Aussie computer museum side-steps closer to dump

The Australian Computer Museum Society is still without a permanent home for its collection.

The Australian Computer Museum Society is still without a permanent home for its collection.

The collection in storage at its old warehouse

(Credit: The Australian Computer Museum Society)

The Society has been collecting the IT industry's dinosaurs since the 1960s, with items falling into its hands including punch card machines, mechanical computers from the 1920s and personal computers that date from before the birth of the IBM PC.

However, the Society's collection has been having trouble finding a home for some months.

The collection was originally stored in Homebush until the site housing it was set aside for development. It then moved to south-west Sydney's Minto, but could only stay until a commercial customer arrived. After the customer moved in, the Society began a mad scramble to find somewhere else to stay.

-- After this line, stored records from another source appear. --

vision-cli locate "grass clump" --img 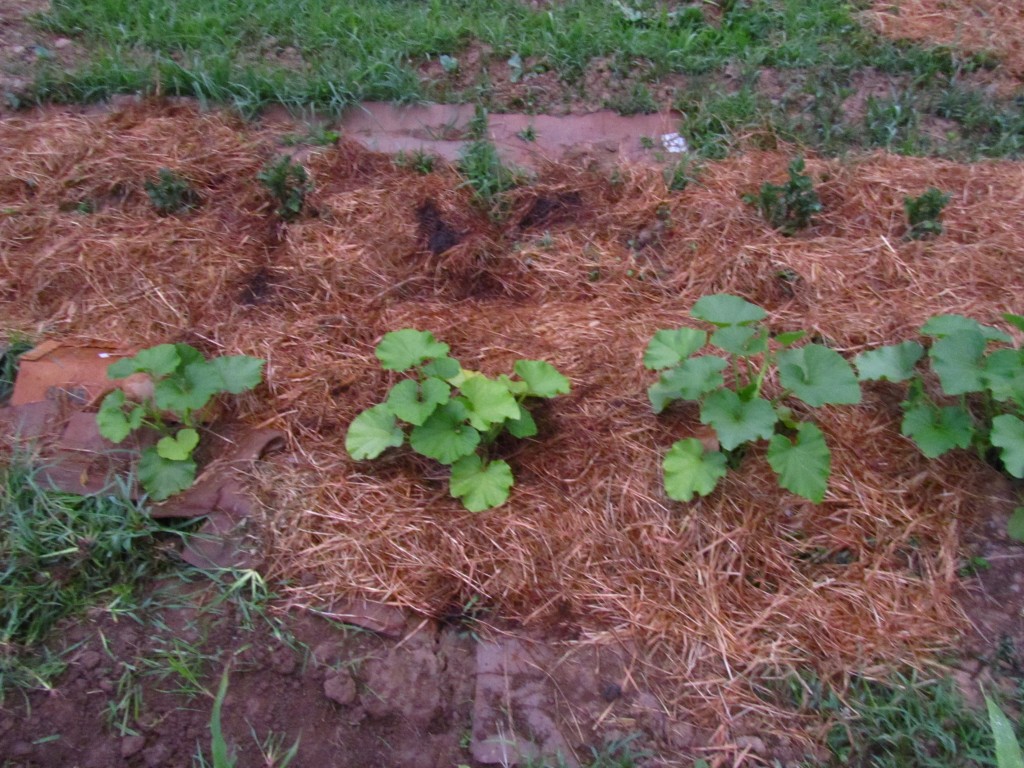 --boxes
[145,168,202,216]
[743,157,821,234]
[256,156,312,221]
[903,186,949,240]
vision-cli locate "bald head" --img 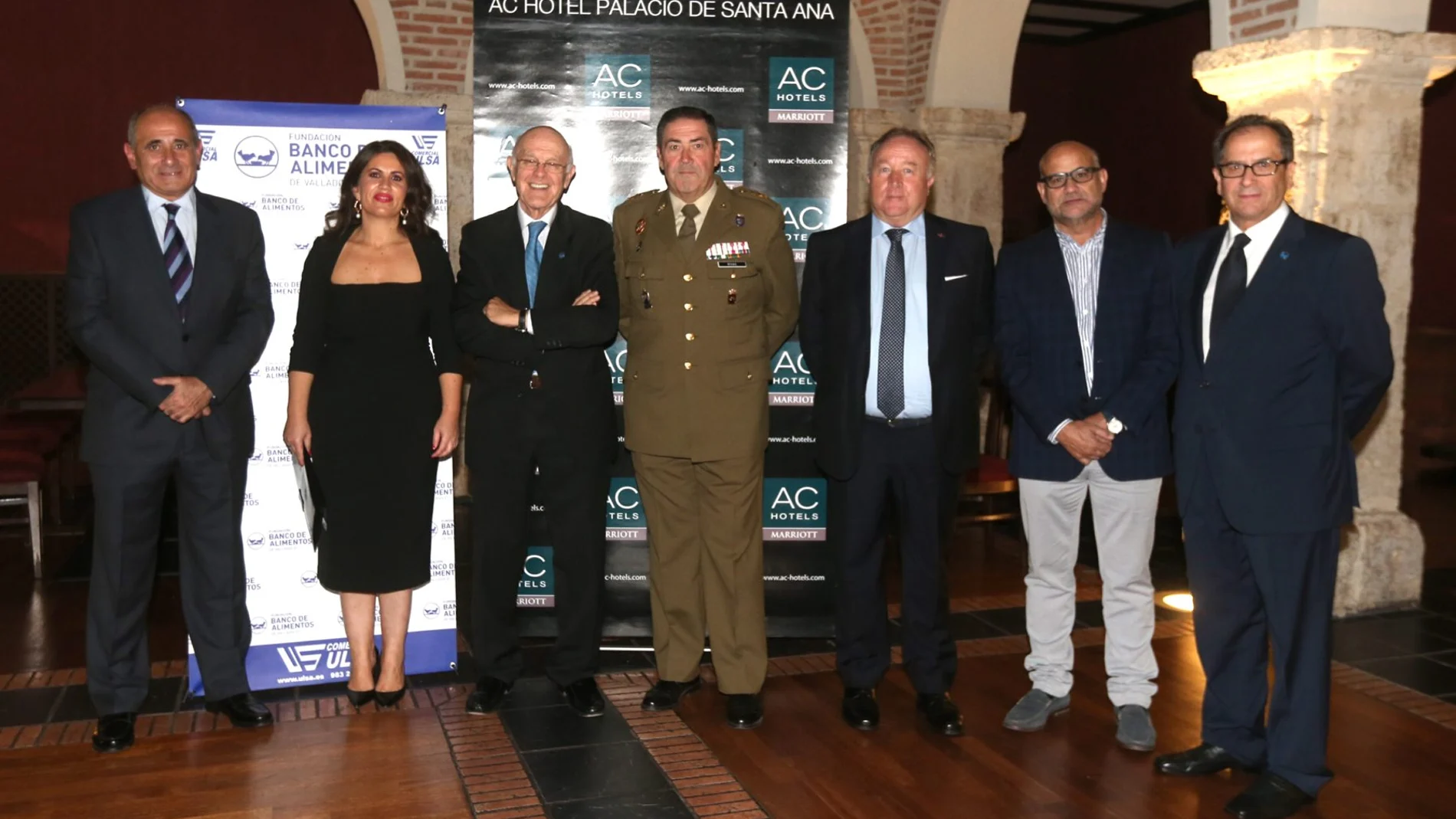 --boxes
[505,125,576,218]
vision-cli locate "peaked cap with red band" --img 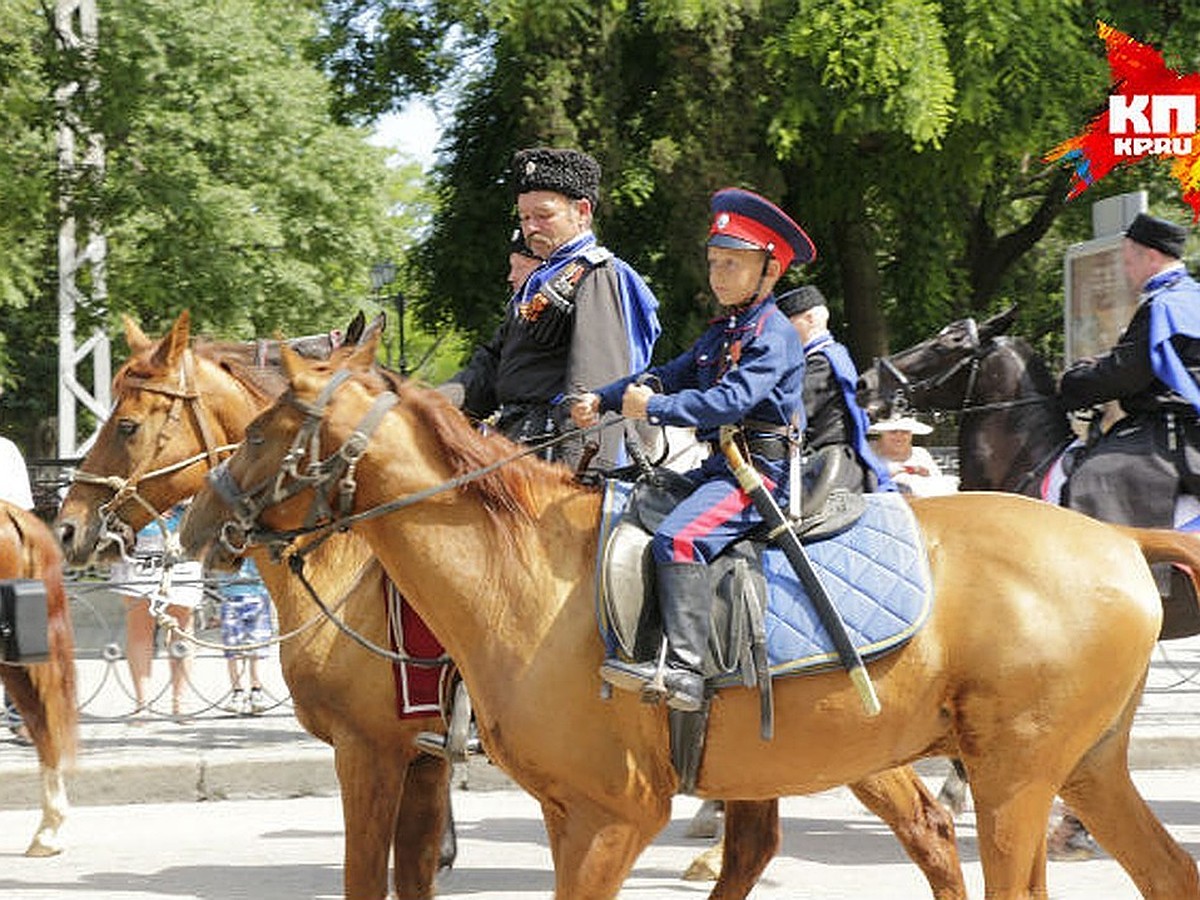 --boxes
[708,187,817,270]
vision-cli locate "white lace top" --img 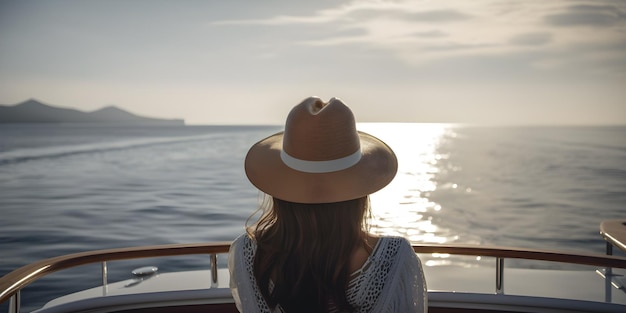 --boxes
[228,234,428,313]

As a temporary measure, the Society members have financed a smaller store from their own pockets. "We managed to move the material in six days and we were out of the old store just before midnight on the last day," Deane said.

"It's not sustainable financially and it's insane if we ever want to do anything with the collection — it's all packed too close."

A ray of hope appeared when the Society was asked to put in a proposal to the Sydney Olympic Park Authority to use old explosive stores which are being developed for community use such as hosting parts of the HSC Art Express exhibition.

"It had felt like such a good fit," Deane said.

However, the Authority turned down the society's proposal at the end of last week because it lacked a way to finance itself. "When it came down to the crunch, they didn't feel that there was a viable business plan," he said. "We're a bit low on ideas at the moment," he added, but said the campaign to find a new home will continue, at a more sedate pace now the Society's collection has temporary lodgings.